The OBR’s latest productivity downgrades are not, in fact, due to its view of the impact of Brexit but rather a capitulation to the view that it has been unduly optimistic about a natural bounce-back previously.
The productivity issue should be separated out from the short-term negative impact of the Brexit vote. The slump in sterling since the vote in June 2016 has pushed up domestic UK inflation, which has eaten into household incomes and curbed spending.
UK businesses are also investing less due to uncertainty over the outcome of government negotiations with Europe over future trade arrangements after March 2019. Both these factors have hit domestic demand and slowed the economy down this year, just as Europe and the wider global economy seem to be perking up.
A disastrous no-deal Brexit could well plunge Britain back into recession. But this should really all be thought of as distinct from the longer-running and underlying problem of UK productivity stagnation.
…and, actually, they do think there are things that can be done to improve UK productivity
Aside from not leaving the European Union’s single market and customs union, most economists believe that the best way of encouraging productivity growth, at least in the long-term, in the UK is more investment.
A big part of this is state investment in transport infrastructure, which helps make private-sector firms more productive. Another important form of state investment is in education and skills to make individuals more productive. There is also investment by firms into research and development in new technologies, which well-designed government tax and subsidy policies can encourage.
Corporate governance reforms might also help here, by removing the incentives on chief executives and boards to underinvest from their profits.

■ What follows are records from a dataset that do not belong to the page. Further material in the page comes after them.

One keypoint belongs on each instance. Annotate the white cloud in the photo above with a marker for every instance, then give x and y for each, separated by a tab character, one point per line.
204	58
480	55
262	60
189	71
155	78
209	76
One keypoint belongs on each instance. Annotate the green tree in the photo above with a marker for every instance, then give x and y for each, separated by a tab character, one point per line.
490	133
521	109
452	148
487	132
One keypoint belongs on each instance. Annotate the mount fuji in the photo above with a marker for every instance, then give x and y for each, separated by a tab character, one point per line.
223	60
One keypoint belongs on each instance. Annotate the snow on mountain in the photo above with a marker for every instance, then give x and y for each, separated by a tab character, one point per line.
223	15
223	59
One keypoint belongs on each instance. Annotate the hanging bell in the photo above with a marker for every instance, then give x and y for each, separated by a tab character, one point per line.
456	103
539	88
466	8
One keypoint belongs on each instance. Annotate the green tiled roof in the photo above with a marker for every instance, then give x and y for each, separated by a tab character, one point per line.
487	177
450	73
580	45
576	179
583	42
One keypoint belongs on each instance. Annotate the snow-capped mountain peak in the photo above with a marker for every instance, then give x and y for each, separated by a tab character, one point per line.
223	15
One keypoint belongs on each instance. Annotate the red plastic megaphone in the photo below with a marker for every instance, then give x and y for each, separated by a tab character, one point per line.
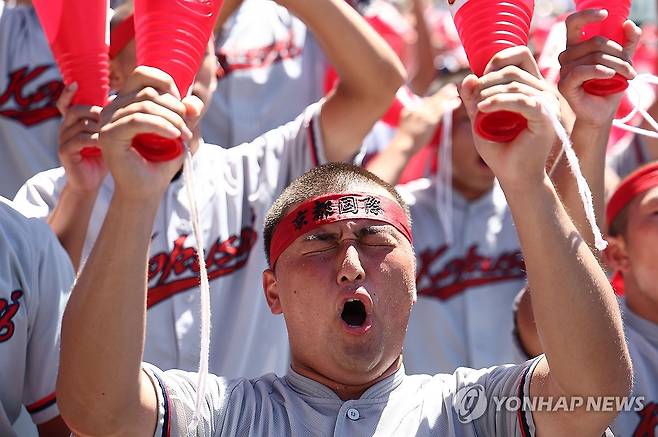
171	35
611	28
486	27
77	34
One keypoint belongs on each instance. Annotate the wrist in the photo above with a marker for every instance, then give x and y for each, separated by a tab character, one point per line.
142	205
79	194
587	124
527	189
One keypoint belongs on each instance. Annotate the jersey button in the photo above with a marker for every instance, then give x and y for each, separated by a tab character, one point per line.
353	414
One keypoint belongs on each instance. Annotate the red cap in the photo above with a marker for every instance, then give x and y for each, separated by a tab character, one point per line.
638	182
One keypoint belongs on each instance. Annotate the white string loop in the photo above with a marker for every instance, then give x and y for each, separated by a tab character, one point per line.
188	178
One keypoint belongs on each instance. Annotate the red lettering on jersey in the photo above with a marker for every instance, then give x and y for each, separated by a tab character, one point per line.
648	422
31	108
175	272
458	274
278	51
7	313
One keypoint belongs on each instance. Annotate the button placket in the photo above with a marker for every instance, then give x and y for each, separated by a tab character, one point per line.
353	414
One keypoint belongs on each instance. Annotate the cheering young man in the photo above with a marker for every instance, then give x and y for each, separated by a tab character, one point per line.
342	274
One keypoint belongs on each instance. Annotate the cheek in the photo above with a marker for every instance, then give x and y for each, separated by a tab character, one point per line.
395	284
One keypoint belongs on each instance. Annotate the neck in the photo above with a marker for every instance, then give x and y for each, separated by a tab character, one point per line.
345	392
469	193
642	304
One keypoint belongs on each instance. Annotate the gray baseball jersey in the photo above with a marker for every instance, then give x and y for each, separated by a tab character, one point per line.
457	405
466	290
642	337
235	187
30	85
270	69
35	280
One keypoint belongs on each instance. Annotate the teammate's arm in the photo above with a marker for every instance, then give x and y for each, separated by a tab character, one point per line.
101	387
370	73
70	217
594	359
582	61
417	126
425	71
597	58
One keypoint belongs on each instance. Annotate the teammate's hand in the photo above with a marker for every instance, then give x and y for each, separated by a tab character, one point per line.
418	123
148	103
512	82
79	129
596	58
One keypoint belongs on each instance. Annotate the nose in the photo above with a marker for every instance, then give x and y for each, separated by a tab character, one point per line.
350	269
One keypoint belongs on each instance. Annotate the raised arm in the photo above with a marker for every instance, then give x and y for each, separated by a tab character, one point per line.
593	59
561	268
101	388
597	58
70	217
370	73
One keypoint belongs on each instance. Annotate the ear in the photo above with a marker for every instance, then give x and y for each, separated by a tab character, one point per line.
616	255
271	292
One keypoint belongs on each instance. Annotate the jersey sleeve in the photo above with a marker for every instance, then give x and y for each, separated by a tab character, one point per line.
491	399
176	395
52	280
39	195
276	158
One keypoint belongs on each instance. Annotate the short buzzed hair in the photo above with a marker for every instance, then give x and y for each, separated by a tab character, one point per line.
325	179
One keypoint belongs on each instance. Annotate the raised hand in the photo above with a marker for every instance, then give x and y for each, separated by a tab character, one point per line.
596	58
79	129
512	82
148	103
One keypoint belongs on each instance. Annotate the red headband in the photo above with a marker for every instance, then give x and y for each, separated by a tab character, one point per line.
121	35
638	182
330	208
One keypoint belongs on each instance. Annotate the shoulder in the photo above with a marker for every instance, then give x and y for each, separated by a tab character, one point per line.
15	226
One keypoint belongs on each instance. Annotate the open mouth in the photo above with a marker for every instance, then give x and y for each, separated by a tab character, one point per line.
354	313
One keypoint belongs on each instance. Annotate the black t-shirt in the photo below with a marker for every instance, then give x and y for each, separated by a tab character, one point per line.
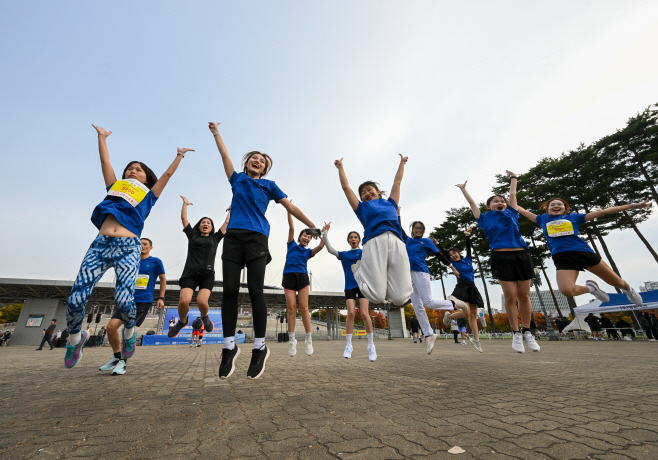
201	251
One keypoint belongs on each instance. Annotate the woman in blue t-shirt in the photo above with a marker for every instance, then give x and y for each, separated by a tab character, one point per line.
245	244
295	282
383	271
572	254
511	263
347	259
120	220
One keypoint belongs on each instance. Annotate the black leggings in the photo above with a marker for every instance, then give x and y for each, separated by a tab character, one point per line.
231	285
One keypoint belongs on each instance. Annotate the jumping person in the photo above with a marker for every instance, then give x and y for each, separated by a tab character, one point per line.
120	220
462	267
383	271
150	269
199	271
295	282
511	263
245	244
572	254
418	248
352	292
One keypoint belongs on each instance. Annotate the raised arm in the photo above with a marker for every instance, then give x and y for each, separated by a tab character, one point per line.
474	207
397	182
183	212
593	215
228	164
108	171
164	179
295	211
349	193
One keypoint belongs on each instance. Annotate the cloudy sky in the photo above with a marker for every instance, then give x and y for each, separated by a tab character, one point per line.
465	89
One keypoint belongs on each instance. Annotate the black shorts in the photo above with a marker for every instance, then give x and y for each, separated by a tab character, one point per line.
512	265
243	246
353	294
295	281
142	310
575	260
204	280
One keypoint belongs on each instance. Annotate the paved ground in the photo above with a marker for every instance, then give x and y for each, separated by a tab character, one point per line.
572	400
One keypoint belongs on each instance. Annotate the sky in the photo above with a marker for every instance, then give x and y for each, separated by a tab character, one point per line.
467	90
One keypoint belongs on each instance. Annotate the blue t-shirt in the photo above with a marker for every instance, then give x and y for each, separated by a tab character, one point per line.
149	269
347	259
130	217
296	258
378	216
417	249
502	229
465	269
249	203
562	232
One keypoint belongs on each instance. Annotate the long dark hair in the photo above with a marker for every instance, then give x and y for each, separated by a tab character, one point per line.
151	178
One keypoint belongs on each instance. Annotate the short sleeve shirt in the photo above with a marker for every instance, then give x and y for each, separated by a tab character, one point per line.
250	200
502	229
562	232
378	216
201	251
149	270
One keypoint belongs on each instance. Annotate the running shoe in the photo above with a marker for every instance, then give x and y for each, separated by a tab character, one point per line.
530	341
598	292
292	347
173	332
517	343
476	344
258	359
634	297
227	366
372	354
348	351
430	343
120	368
111	364
74	352
128	346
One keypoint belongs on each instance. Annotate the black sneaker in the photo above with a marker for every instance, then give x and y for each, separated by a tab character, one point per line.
173	332
257	365
227	366
207	323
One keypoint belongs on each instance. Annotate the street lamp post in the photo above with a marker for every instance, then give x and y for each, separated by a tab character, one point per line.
552	335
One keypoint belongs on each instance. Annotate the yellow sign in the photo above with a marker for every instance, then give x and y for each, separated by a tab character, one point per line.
560	227
131	190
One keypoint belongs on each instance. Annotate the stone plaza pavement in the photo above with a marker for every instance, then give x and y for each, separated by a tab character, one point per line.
573	400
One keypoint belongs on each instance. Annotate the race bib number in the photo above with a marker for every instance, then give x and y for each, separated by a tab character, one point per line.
131	190
141	282
560	227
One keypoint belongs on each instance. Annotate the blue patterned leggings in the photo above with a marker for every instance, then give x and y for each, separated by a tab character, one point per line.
122	253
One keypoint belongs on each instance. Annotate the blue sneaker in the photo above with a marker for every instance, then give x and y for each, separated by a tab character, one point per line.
128	346
74	353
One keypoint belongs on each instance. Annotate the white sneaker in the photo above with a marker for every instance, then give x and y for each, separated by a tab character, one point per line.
517	343
430	343
530	341
634	297
598	292
348	351
372	354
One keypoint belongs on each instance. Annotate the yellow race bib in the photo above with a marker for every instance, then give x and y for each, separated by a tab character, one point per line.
131	190
560	227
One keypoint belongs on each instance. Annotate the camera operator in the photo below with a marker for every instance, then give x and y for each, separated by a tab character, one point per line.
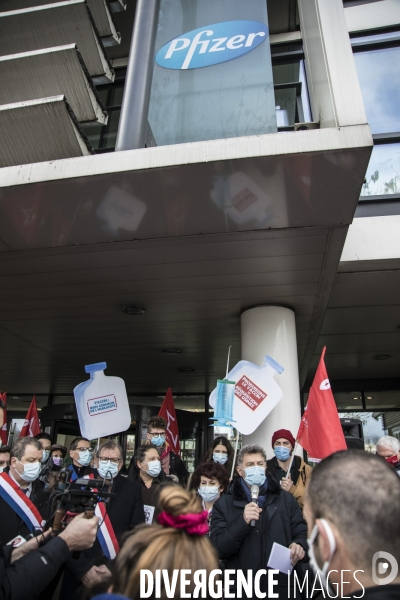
124	512
354	524
26	571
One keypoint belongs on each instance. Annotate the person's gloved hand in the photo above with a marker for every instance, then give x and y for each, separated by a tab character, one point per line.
30	545
296	553
80	533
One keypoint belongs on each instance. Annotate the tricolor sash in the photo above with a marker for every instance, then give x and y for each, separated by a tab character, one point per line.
20	503
105	534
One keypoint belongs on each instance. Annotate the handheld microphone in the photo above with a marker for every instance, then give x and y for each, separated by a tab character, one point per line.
254	498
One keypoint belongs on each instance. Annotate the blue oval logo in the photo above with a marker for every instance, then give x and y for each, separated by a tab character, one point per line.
212	44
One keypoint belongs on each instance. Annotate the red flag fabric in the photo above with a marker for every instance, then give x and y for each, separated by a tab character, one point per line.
3	419
167	411
320	432
31	425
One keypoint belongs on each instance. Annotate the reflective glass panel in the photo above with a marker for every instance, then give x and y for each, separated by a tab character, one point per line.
379	76
383	173
230	99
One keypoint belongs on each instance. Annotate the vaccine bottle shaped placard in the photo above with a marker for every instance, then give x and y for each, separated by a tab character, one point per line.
256	393
102	404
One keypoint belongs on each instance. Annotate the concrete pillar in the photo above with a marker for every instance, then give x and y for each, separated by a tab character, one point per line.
271	330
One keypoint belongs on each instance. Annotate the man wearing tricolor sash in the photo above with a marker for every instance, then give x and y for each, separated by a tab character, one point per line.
23	503
122	513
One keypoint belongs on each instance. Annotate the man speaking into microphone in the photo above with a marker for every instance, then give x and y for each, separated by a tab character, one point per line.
256	512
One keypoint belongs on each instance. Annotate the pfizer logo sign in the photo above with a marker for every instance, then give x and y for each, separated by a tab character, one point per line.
212	44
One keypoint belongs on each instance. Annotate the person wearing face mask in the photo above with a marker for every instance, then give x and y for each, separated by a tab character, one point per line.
81	454
221	452
4	457
45	440
209	480
388	447
294	482
244	531
125	511
354	526
22	476
147	472
171	463
57	455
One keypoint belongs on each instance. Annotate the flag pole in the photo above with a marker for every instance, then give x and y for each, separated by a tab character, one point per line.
292	458
235	454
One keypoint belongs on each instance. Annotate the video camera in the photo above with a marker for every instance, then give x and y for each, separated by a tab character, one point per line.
79	496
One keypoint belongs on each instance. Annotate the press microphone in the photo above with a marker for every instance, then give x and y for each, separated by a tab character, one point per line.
254	498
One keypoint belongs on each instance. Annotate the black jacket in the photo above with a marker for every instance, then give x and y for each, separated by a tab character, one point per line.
243	547
11	524
177	467
26	578
125	512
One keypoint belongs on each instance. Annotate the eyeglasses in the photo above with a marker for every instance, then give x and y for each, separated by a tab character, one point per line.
103	460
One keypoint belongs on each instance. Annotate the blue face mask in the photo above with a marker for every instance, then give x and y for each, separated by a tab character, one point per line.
158	441
154	468
220	457
45	456
107	469
255	475
282	453
84	457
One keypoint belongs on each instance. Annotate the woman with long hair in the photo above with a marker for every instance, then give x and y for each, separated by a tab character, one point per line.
221	452
177	542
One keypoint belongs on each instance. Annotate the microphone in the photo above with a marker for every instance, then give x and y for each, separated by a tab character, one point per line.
254	498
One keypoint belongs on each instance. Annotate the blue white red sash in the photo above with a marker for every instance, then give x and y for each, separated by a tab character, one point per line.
105	534
20	503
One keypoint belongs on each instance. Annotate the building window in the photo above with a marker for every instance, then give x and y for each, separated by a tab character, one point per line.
377	59
291	97
290	86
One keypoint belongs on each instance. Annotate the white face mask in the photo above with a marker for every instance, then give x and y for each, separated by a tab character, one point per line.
323	573
31	471
209	493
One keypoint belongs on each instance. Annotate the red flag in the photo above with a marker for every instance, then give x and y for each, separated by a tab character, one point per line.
320	432
3	419
167	411
31	424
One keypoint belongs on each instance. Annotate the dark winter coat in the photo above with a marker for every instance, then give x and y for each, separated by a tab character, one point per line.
125	511
243	547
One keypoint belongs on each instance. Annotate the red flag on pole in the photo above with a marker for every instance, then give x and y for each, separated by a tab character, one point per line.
31	425
320	432
3	419
167	411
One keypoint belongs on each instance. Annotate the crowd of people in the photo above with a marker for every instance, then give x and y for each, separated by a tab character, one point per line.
332	518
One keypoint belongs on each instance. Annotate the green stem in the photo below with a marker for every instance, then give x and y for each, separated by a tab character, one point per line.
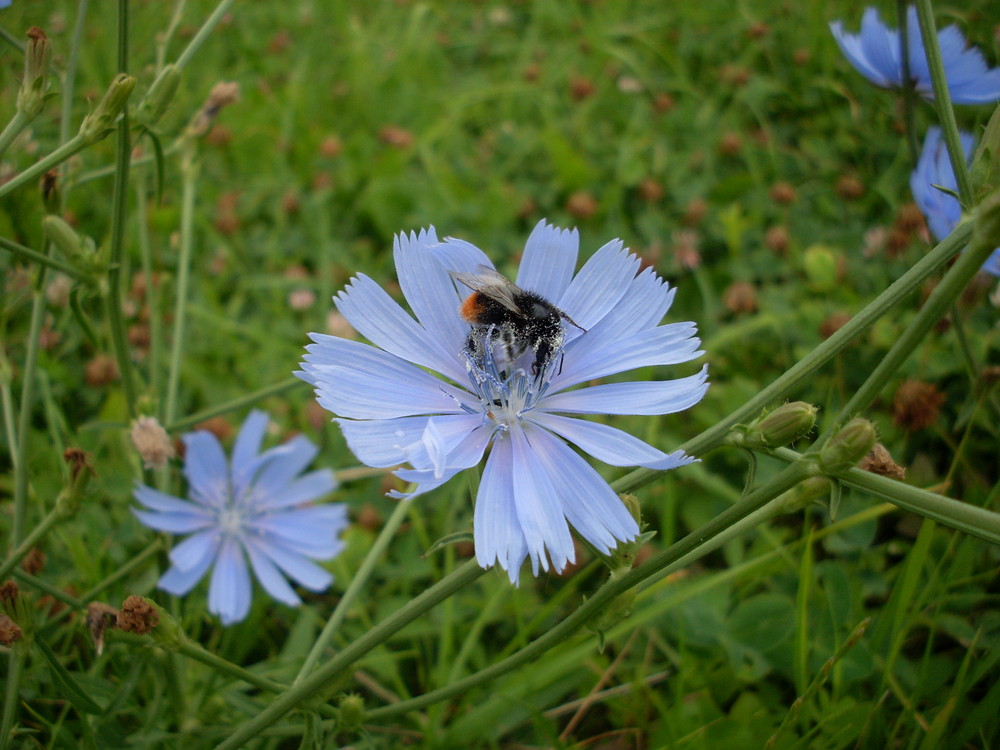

A specific area that economists, such as Andy Haldane of the Bank of England, are increasingly looking at is improving management systems at the UK’s less productive firms (of which there are many) in the hope of bringing them up to the levels of their higher-performing peers.
Another group of economists, including Simon Wren-Lewis of Oxford University, argue that the Government has actually been holding back domestic productivity-growth since 2010 through excessive fiscal austerity – and that budget cuts have thus been a false economy and a major policy mistake.
Their prescription is for the Government to stop obsessing about bringing down deficits and focus instead on keeping overall spending demand in the economy sufficiently high.